По мере того, как Лунева превращалась в барышню, она все больше и больше становилась объектом повышенного внимания взрослеющих ребят и молодых мужчин. По вечерам, когда сумрак спускался на смоленские улицы, Ферзь якобы случайно, все чаще и чаще стал появляться на ее пути, когда Ленка возвращалась с учебы. Изначально, подходить близко, он стеснялся — сказывалась юношеская неуверенность, которая держала его на дистанции. Но в один из вечеров, на его пути появился Валерка Краснов.
За суетой блатного мира, Фирсанов незаметно потерял нить вспыхнувших чувств, и это навсегда оборвало все отношения с той девушкой, которая, словно заноза ныла в его душе.
Всеми силами Фирсанов старался вернуть расположение, Луневой, но время было упущено, и место рядом с ней досталось Краснову.
Лена знала Валерку с того самого момента, когда три года назад она вернулась с матерью в Смоленск. С первой минуты Краснов настолько понравился Луневой, что девичье сердце затрепетало в ее груди. И эти новые, ранее неизвестные чувства, стали для всех окружающих маленьким секретом. Девушка почувствовала в нем надежный мужской стержень, который отличал Краснова от многих молодых мужчин. При его появлении, ее девичье сердце блаженно замирало, а «бабочки», спящие внутри души, взлетали и начинали «кружить», передавая телу нежный и приятный трепет.
Не влюбиться в Краснова было невозможно. Он был: строен, атлетически сложен, и обладал довольно притягательными манерами, присущими только людям с благородной душой.
Его отец был майором Красной армии, который служил военным представителем на тридцать пятом военном заводе авиационных двигателей.
Валеркин отец, майор с петлицами летчика по выслуги лет и по здоровью, был списан из летного состава, и, переведен служить «на землю», как говорили летчики. Он был той последней инстанцией в технологическом процессе сборки и ремонте самолетов, которая, давала добро на его эксплуатацию в небе. Должность, которую занимал отец Краснова, предполагала многогранное общение в кругах городского и партийного руководства.
Ребята из рабочих семей, проживавшие по соседству, завидовали Краснову завидовали «белой завистью». Каждый утро за его папашей, приезжал блестящий черный автомобиль, который советский народ прозвал «Эмкой», за марку «М-1».

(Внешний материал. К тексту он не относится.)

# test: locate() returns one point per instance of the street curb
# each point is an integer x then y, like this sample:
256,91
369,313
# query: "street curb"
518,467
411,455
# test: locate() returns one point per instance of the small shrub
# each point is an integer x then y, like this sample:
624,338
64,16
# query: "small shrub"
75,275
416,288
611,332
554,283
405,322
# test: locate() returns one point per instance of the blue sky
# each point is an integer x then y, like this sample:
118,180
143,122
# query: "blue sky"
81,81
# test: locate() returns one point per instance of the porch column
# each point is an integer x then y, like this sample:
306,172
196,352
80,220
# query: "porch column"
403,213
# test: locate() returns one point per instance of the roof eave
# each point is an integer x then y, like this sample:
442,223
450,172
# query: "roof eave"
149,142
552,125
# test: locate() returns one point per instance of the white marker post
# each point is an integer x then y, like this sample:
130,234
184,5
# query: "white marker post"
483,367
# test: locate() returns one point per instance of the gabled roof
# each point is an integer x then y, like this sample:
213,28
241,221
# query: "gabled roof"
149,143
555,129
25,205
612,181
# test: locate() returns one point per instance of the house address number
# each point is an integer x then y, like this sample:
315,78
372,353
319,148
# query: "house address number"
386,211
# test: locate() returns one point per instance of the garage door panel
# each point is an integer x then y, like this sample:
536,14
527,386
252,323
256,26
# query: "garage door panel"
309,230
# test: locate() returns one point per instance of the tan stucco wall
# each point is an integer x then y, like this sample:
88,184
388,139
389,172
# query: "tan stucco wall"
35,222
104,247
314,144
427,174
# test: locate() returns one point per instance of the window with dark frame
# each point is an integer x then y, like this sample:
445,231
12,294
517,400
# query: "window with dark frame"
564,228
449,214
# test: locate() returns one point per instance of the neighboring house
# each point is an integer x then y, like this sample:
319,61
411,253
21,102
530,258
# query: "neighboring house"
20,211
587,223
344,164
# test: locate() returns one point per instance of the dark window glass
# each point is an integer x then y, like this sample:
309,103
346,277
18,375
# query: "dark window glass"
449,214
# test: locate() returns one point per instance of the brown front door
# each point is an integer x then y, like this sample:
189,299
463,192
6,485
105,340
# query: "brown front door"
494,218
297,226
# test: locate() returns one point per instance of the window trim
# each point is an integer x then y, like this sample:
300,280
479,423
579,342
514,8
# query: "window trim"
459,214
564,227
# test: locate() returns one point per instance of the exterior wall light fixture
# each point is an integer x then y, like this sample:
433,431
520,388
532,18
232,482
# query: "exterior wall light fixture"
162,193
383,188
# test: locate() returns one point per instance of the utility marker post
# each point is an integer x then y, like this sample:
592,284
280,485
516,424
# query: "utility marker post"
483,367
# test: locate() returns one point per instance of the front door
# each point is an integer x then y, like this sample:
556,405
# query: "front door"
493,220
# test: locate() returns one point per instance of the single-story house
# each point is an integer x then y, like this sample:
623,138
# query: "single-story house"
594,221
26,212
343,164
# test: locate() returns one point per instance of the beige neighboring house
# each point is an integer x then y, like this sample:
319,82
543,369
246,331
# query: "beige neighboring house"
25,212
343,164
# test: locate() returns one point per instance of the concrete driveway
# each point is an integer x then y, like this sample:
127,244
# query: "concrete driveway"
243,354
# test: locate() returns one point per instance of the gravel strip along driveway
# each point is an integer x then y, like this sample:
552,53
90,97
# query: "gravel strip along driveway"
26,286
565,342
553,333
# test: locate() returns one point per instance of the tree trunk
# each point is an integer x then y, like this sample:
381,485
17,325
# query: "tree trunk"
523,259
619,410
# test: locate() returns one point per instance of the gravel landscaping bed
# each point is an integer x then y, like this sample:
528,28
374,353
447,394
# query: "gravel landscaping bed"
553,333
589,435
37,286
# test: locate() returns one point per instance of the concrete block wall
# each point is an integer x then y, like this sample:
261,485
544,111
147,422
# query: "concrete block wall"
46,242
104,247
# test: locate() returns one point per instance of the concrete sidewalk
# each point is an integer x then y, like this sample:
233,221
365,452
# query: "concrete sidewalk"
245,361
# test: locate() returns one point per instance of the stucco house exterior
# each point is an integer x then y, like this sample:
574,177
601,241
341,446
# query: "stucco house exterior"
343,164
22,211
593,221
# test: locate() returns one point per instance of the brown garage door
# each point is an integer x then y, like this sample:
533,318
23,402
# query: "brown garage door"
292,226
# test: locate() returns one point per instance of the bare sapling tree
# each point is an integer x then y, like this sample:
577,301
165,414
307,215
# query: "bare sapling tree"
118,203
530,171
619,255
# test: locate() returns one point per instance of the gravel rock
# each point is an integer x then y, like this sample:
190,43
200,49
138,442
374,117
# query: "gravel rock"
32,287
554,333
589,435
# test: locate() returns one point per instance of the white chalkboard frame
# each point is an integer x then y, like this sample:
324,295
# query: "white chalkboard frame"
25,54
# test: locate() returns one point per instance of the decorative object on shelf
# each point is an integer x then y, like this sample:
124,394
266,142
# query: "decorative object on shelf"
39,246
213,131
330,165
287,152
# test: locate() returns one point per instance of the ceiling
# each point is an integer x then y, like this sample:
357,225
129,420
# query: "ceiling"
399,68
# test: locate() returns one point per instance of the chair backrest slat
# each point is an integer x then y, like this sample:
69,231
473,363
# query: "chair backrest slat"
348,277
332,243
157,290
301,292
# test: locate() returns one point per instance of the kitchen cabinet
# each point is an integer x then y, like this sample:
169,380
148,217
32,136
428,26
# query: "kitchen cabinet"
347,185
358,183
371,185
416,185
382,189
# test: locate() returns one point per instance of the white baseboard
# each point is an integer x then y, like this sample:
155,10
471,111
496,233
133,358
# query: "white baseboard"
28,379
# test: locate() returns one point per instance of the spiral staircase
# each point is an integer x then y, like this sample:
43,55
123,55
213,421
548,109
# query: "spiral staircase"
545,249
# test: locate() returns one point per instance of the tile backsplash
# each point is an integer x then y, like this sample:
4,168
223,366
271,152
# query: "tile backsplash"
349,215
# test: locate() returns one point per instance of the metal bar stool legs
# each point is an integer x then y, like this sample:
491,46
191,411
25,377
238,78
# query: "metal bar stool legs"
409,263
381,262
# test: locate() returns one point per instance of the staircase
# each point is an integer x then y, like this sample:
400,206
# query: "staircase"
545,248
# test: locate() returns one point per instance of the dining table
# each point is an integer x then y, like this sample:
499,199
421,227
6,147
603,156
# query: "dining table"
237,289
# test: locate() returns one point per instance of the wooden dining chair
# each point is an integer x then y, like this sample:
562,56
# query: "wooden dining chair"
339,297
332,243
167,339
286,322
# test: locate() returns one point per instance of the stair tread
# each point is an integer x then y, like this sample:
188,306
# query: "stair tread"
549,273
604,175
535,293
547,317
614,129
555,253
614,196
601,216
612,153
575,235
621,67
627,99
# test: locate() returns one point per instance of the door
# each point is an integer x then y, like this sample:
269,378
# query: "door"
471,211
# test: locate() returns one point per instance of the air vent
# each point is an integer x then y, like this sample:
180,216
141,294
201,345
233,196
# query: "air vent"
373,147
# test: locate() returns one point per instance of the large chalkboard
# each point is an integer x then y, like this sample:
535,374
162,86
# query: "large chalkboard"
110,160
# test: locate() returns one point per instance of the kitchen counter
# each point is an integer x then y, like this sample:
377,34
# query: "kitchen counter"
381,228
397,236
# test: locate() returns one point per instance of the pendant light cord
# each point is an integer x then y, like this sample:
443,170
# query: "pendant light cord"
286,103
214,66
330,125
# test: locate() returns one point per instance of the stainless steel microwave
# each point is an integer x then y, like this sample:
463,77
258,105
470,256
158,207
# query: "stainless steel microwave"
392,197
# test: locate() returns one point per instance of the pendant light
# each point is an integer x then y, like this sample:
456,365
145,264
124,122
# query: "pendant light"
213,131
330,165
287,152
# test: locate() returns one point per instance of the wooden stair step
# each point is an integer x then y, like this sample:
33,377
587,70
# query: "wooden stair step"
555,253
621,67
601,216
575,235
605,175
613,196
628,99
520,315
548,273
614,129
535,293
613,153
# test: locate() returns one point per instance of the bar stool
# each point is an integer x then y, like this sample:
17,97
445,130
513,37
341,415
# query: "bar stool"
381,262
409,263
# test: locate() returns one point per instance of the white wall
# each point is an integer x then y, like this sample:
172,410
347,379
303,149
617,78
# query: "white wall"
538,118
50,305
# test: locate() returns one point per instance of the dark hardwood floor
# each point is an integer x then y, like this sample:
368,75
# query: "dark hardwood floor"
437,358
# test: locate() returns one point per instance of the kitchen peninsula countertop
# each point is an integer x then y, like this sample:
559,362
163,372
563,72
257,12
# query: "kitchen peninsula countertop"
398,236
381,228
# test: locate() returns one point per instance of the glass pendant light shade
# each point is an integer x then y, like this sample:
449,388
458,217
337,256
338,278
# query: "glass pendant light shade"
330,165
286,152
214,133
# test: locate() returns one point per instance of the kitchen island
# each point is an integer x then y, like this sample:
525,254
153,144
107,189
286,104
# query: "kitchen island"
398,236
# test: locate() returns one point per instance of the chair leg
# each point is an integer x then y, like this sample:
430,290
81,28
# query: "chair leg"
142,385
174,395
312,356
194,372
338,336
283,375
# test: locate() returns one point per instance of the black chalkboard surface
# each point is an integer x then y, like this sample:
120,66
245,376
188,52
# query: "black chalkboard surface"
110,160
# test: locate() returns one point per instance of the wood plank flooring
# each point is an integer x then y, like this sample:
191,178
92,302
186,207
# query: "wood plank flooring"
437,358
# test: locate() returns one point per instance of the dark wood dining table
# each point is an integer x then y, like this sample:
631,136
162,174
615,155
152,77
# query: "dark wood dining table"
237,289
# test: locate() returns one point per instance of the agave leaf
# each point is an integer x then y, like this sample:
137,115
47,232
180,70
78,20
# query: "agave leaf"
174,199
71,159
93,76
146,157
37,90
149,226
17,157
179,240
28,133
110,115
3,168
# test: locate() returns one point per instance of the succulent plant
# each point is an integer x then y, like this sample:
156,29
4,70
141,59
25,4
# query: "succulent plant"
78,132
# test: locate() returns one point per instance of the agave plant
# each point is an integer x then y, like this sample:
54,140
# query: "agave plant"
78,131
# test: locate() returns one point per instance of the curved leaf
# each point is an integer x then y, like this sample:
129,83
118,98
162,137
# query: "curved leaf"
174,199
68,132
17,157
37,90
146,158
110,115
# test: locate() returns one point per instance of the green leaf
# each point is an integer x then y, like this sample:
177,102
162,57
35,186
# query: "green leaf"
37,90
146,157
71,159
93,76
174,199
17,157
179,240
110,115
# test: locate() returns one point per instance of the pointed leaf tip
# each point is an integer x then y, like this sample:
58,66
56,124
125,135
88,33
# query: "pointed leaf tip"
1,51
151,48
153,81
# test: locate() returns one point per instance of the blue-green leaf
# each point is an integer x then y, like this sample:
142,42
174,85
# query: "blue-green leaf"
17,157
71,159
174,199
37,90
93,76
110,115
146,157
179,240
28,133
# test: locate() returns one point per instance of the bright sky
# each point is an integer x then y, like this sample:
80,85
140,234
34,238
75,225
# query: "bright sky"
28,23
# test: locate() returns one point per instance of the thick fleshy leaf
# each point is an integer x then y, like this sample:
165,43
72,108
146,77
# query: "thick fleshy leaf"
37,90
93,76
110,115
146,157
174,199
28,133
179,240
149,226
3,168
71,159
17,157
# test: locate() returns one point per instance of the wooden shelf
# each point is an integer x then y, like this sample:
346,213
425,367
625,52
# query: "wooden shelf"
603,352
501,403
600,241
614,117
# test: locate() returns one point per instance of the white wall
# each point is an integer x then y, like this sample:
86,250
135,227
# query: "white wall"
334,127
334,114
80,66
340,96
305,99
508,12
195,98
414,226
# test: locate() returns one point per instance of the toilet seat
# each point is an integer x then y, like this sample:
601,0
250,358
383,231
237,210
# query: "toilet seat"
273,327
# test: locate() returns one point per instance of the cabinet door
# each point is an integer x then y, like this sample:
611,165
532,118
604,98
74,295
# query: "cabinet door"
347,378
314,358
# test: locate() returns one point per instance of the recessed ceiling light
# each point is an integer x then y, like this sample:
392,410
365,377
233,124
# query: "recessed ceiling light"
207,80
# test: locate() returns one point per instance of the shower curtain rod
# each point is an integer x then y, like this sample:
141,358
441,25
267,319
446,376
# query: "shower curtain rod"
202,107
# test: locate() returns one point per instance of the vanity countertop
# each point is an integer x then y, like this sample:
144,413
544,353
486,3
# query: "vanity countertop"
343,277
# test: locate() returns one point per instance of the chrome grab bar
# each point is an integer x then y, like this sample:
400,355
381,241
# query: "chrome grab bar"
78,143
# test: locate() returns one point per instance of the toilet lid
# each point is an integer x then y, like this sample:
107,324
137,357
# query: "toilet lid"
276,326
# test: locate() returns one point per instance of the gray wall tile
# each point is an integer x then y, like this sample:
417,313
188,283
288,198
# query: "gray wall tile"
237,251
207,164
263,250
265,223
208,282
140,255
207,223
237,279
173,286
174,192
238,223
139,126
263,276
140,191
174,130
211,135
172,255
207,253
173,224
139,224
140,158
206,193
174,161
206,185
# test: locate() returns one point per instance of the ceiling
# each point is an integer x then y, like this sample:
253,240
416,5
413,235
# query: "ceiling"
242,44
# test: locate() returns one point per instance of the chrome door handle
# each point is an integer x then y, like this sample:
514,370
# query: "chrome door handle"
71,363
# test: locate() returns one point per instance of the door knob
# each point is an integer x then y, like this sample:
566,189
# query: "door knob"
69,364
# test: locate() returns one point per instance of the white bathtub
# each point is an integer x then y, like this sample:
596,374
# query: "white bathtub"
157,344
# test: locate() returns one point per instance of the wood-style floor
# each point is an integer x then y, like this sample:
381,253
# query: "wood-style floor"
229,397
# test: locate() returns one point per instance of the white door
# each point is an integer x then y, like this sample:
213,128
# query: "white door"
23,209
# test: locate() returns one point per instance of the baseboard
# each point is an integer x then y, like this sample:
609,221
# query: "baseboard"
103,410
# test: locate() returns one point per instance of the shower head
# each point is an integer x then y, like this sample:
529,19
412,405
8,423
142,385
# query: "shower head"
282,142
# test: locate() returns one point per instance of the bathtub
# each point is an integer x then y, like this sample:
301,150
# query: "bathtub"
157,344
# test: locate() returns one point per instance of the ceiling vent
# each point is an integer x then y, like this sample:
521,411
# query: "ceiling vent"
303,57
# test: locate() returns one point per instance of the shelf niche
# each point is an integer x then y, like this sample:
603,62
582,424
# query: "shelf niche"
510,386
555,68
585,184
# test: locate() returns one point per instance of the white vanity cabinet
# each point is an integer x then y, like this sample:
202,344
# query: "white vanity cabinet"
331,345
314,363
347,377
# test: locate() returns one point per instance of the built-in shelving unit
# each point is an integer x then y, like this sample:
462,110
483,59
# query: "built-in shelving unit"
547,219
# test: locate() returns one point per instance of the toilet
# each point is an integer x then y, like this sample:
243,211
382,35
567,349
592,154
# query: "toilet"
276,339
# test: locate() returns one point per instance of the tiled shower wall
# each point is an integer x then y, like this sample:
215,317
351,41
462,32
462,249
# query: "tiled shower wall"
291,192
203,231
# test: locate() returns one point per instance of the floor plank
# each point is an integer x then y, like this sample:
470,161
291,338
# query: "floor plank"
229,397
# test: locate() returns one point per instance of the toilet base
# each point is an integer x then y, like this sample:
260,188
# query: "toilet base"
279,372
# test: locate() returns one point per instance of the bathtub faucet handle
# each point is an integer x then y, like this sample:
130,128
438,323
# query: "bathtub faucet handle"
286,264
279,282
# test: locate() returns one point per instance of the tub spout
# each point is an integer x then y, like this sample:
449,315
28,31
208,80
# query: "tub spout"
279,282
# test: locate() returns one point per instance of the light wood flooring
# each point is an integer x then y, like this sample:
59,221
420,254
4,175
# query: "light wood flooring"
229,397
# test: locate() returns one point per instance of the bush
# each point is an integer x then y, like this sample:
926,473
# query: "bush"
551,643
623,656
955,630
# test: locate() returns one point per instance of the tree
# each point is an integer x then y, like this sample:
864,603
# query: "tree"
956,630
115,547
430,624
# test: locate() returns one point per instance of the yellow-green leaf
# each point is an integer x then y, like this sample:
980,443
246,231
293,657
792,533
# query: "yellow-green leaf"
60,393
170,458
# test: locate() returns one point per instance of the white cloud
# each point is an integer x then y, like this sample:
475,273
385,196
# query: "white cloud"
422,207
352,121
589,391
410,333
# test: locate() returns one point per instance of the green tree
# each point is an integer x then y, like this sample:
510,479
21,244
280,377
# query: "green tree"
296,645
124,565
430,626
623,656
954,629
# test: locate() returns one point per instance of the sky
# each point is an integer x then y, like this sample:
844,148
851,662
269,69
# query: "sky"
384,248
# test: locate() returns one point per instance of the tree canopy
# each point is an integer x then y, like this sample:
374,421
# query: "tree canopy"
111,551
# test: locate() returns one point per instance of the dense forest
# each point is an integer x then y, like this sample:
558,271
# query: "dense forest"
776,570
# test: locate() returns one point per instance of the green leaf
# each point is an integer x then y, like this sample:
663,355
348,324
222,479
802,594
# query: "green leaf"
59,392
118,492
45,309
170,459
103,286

В конце тридцатых годов он стал настоящим символом — символом власти, символом достатка и символом принадлежности к партийной и силовой элите.
В свободное от учебы время Валерка, как и ребята из Офицерской слободы гонял в футбол, играл в карты, и даже втайне от родителей пробовал курить табак. В его карманах почти всегда водилась копейка, которую он никогда не жалел на благо общего дела. В случае острой необходимости, ради друзей, он без всякого сожаления мог расстаться с любой суммой карманных сбережений. За свою доброту и бескорыстность ребята уважали его.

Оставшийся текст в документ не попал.